IBS e CBS: o essencial que todo empresário precisa entender sobre os dois novos tributos

Você está em uma reunião com o seu contador. Ele menciona IBS. Minutos depois, chega uma notificação do seu sistema de nota fiscal falando em CBS. No mesmo dia, vê três matérias sobre reforma tributária e em todas aparecem esses termos como se fossem óbvios. A sensação é sempre a mesma: todo mundo fala, mas ninguém explica.

Essa confusão é exatamente onde começam os problemas reais. IBS e CBS não são abstrações de especialista ou apenas mudanças futuras. São os dois novos tributos que a Reforma Tributária está colocando no seu caminho, e entender o que representam agora pode economizar muito retrabalho e dinheiro depois.

Por que cinco tributos viram dois?

A Reforma Tributária faz uma simplificação estrutural: pega cinco tributos que funcionam com lógicas diferentes, regras diferentes, exceções distintas, e os agrupa em dois. Saem do jogo: IPI, PIS, Cofins, ICMS e ISS. Entram em seu lugar: IBS e CBS.

Parece limpo na teoria. Na prática, essa “simplificação” vem acompanhada de uma transição que se estende até 2033. Não é uma troca da noite para o dia. É um período de reformatação onde sua empresa precisa se adequar, enquanto a máquina tributária como um todo também muda de lógica.

Aqui está o ponto crítico que muitos executivos perdem: entender IBS e CBS agora não é opcional. A transição começou em 2026. Quem não revisar contratos, modelos de precificação e sistemas agora vai pagar o dobro depois, corrigindo o que deveria ter sido feito meses atrás.

O que é o IBS

IBS é a sigla para Imposto sobre Bens e Serviços.

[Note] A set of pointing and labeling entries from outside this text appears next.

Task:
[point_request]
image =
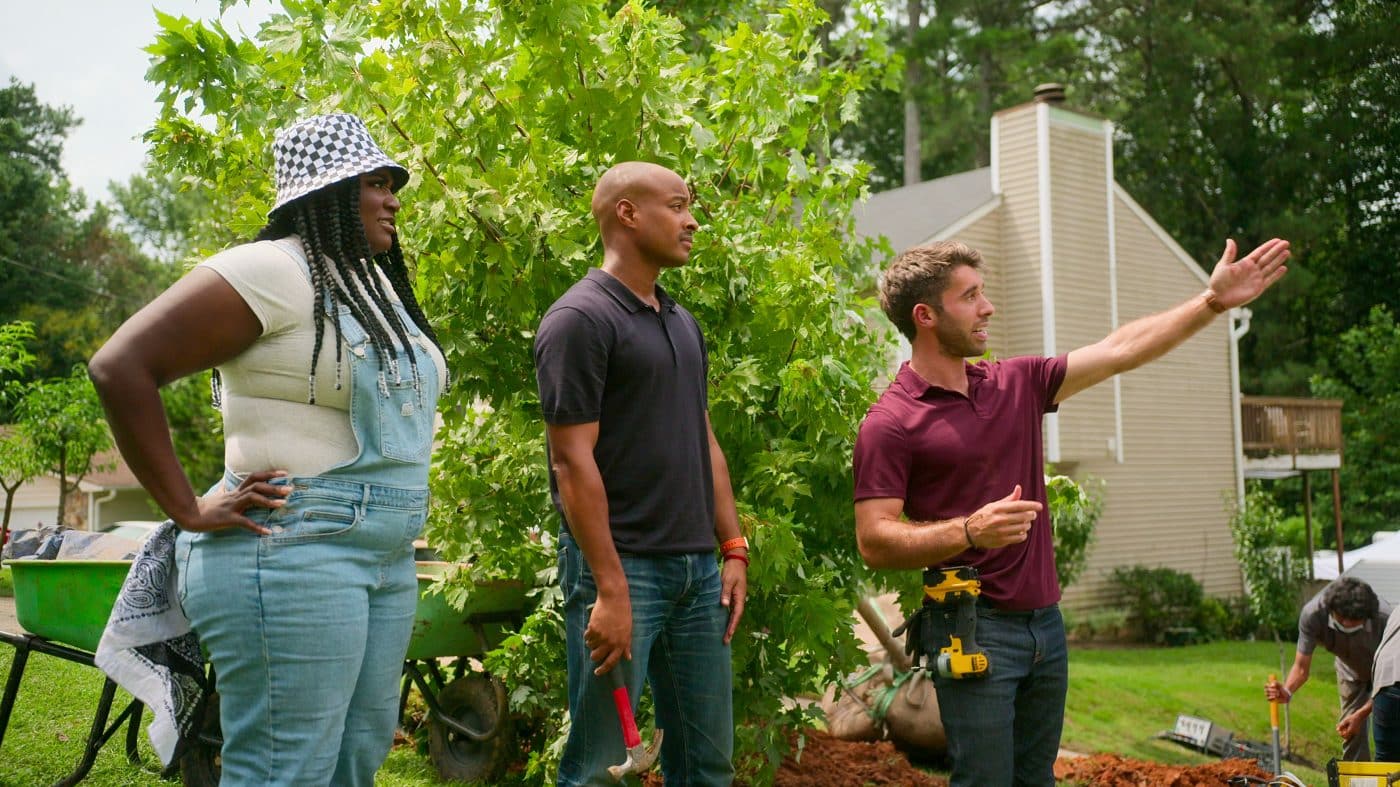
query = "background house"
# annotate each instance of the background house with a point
(1068, 256)
(102, 497)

Ele substitui dois tributos que você conhece bem: o ICMS (Imposto sobre Circulação de Mercadorias e Serviços) e o ISS (Imposto sobre Serviços).

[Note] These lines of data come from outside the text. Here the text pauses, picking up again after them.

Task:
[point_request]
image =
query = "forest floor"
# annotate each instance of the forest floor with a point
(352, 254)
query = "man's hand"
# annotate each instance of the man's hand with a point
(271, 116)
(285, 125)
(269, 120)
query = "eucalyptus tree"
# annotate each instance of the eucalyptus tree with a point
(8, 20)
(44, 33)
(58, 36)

Até agora, cada estado cobrava seu ICMS com sua alíquota, suas exceções e suas regras de crédito. Cada município cobrava seu ISS com critérios próprios. Era caótico. O IBS muda essa lógica: ele funciona com uma alíquota unificada e sua arrecadação é compartilhada entre estados e municípios de forma centralizada, por um novo órgão chamado Comitê Gestor do IBS.

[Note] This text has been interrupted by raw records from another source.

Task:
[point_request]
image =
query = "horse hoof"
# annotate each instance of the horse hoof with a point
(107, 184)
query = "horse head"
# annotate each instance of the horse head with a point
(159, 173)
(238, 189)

O resultado: menos variabilidade, mais previsibilidade. Mas também: menos poder de negociação individualizada com governos locais e uma mudança profunda em como você repercute tributo nos preços.

O que é o CBS

CBS é a sigla para Contribuição sobre Bens e Serviços. Ela substitui dois tributos federais: o PIS (Programa de Integração Social) e a Cofins (Contribuição para o Financiamento da Seguridade Social).

A lógica do CBS é a mesma do IBS: padronização, simplificação, gestão centralizada. Mas enquanto o IBS é estadual e municipal, o CBS fica na esfera federal. As duas funcionam juntas na mesma estrutura tributária, mas com gestões separadas.

A não cumulatividade segue o mesmo padrão nos dois: você recupera créditos tributários das etapas anteriores, evitando a cascata que existia com o sistema antigo. Em tese, isso reduz a carga tributária ao longo da cadeia. Na prática, depende muito de como sua empresa está estruturada e de como seus fornecedores se adaptam.

O que muda na sua empresa

Três frentes de ação aparecem logo de cara.

A primeira é contratual. Se você tem contratos de longo prazo, principalmente plurianuais, eles foram precificados sob a lógica tributária antiga. Essas peças precisam ser revisadas agora, não depois. Cláusula de reajuste, responsabilidade por tributação, repercussão de encargos: tudo muda quando o tributo que está embutido no preço muda de cinco para dois, e muda de lógica também.

A segunda frente é operacional. Seus sistemas de emissão de nota fiscal, seu ERP, seu sistema de precificação: tudo vai precisar de ajustes. Essas não são atualizações menores. A lógica de apuração muda. As bases de cálculo mudam. Os regimes de crédito mudam.

A terceira frente é estratégica. A cobrança de tributo deixa de ser baseada na origem (onde a empresa está sediada) e passa a ser baseada no destino (onde o bem ou serviço é consumido). Isso muda a geografia tributária da sua operação e impacta diretamente em decisões de localização de filiais, centros de distribuição e modelos de negócio.

O recado que importa

A Reforma Tributária é uma simplificação real. Cinco tributos virando dois, regras unificadas, menos exceções. Mas não confunda simplificação do sistema com simplificação do trabalho no curto prazo. A transição exige revisão, adequação e decisões que não podem esperar.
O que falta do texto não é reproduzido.